Send America to the moon

Ella Schulte, News Writer

When Neil Armstrong first set foot on the moon, he uttered a series of words which would soon become coveted by a nation that is founded upon the belief that there always was and will always be something more to life than just the parts of it that are currently accessible. 

Moreover, Armstrong stated, “That’s one small step for man, one giant leap for mankind.”

Although history was made on July 20, 1969, at the time that Armstrong first came into contact with the powdery surface of the moon, society was not yet aware of the fact that his “one small step for man” was made possible by a woman’s big stride. 

Similarly, that “one giant leap for mankind” was not much of a leap at all according to mathematician Katherine Johnson. Sure, there were risks, but the manned mission was also a premeditated assertion, one of which she was certain of.  

On February 24, 2020, Johnson passed away at a retirement home located in Newport News, Virginia at the age of 101.

Shortly after her passing, writer Margalit Fox stated that, “They asked Katherine Johnson for the moon, and she gave it to them.”

Dedicating her entire life to space exploration, Johnson was awarded the Presidential Medal of Freedom, the Nation’s highest and most prestigious civilian honor, back in 2015, for her continual perseverance despite the gender and racial limitations she encountered throughout her career. 

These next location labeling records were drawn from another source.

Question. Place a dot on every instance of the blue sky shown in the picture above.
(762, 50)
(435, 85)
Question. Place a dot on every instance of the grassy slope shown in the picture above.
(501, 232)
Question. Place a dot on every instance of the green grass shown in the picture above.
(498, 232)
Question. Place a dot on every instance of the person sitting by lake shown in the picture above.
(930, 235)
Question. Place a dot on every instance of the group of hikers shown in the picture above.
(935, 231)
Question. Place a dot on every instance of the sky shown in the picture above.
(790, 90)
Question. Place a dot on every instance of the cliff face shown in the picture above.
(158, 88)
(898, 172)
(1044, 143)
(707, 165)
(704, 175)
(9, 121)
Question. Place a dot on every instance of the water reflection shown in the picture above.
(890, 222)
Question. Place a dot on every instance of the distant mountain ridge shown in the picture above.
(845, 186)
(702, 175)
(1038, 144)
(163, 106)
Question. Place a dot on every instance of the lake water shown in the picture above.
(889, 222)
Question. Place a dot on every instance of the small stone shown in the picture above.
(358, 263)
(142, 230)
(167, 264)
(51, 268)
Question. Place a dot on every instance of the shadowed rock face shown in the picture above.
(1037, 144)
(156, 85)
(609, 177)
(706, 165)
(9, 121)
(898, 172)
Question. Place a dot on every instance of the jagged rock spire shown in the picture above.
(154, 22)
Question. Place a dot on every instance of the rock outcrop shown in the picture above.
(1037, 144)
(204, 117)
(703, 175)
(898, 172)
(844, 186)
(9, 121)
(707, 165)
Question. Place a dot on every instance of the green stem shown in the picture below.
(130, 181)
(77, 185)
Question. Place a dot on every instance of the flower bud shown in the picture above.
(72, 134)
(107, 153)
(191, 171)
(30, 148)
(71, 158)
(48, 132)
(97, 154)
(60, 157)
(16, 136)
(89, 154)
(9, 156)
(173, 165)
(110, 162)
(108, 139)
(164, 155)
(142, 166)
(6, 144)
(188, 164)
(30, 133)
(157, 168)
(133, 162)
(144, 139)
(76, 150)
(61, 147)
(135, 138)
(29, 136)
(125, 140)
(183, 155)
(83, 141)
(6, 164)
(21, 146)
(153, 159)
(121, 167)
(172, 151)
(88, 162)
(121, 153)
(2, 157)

Her impact went on to inspire the creation of “Hidden Figures”, a movie released in 2016 that’s premise is centered around the opportunities that she, as an African-American woman, provided for both astronauts and women of color.  

Not only did she transport astronauts both to and from the moon, but an article published by The New York Times states that she, “… Calculated the precise trajectories that would let Apollo 11 land on the moon in 1969 and, after Neil Armstrong’s history-making moonwalk, let it return to Earth.” 

Over the course of the 33 years she spent as a part of NASA’s Flight Research Division, it is clear that she sought not recognition, but rather to bring a piece of a part of who she was and what she strove for back down to Earth. 

For not only did Johnson send people to the moon, but she sent the moon to them, bringing astronauts and women across the globe one step closer to changing the way that things had always been by proving that they did not always have to stay that way.